Perspectives des obligations d’entreprises

Les fondamentaux des entreprises restent solides, mais les risques de récession imposent une prudence accrue sur le segment à haut rendement. Les taux de croissance des bénéfices devraient se redresser en 2024, mais avec des divergences croissantes sur le plan régional, en faveur de l’Asie et au détriment de l’Amérique latine. Cela dit, toutes les régions, y compris l’Amérique latine, partent d’une situation initiale solide et seront en mesure de faire face aux risques baissiers.

Le risque de baisse des bénéfices est plus prononcé dans les secteurs liés aux matières premières. Toutefois, la classe d’actifs est protégée par un faible niveau d’endettement. Les risques de refinancement semblent gérables pour la plupart des entreprises et les taux de défaut devraient diminuer, même si les taux restent « durablement plus élevés ».

Nous prévoyons toujours une augmentation des charges d’intérêt, mais les cycles d’assouplissement monétaire en 2024 devraient favoriser les entreprises ayant accès à des financements locaux. Ce risque n’a donc rien de systémique et ne concernera que certains émetteurs.

Les mesures de soutien déployées en Chine devraient stimuler la croissance en 2024 et bénéficier notamment aux secteurs des biens de consommation, des médias, de la technologie et des télécommunications.

Toutefois, les incertitudes dans le secteur immobilier, les craintes réglementaires et les risques géopolitiques dissuaderont probablement les investisseurs de se repositionner. Les spreads restent relativement proches de leurs moyennes historiques.

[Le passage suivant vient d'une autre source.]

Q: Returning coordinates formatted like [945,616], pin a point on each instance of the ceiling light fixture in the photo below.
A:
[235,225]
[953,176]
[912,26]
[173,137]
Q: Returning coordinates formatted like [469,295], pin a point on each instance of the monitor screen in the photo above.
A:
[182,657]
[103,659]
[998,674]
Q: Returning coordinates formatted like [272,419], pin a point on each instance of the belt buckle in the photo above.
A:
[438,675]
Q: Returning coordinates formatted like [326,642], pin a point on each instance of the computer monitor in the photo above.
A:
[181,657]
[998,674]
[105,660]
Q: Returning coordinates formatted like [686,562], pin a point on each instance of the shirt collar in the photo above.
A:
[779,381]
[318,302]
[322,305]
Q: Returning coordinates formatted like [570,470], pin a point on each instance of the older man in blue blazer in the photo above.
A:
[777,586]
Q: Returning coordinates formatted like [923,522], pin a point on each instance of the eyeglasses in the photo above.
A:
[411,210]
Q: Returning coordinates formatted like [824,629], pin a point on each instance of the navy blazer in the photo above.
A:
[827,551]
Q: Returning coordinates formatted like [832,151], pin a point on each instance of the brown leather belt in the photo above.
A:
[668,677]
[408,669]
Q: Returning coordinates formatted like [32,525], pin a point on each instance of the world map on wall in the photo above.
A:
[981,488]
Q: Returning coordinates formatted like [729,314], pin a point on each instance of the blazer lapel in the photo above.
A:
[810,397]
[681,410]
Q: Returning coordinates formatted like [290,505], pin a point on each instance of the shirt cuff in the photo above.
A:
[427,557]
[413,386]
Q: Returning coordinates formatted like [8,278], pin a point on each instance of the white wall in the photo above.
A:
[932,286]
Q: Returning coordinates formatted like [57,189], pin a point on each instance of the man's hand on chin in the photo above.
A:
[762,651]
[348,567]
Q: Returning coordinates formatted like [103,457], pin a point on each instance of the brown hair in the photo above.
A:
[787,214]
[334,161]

Même s’ils sont moins attractifs, les perspectives plus favorables en matière de croissance des bénéfices, les rendements globaux, les facteurs techniques et la diminution des incertitudes entourant les taux d’intérêt plaident en faveur d’une prise de risque accrue sur le plan tactique. Nous privilégions les titres de qualité présentant un potentiel de valorisation, qu’ils soient investment grade ou à haut rendement et ce toutes régions confondues. Les principales surpondérations portent sur les émetteurs mexicains, émiratis et saoudiens. Nous allons chercher à différencier les émetteurs sur une base individuelle, en particulier parmi les obligations à haut rendement très sous-évaluées à ce stade du cycle. En période de ralentissement économique, les fondamentaux solides valident la stratégie consistant à « acheter sur repli ».

1 Bloomberg : J.P. Morgan Asset Management ; données à fin décembre 2023.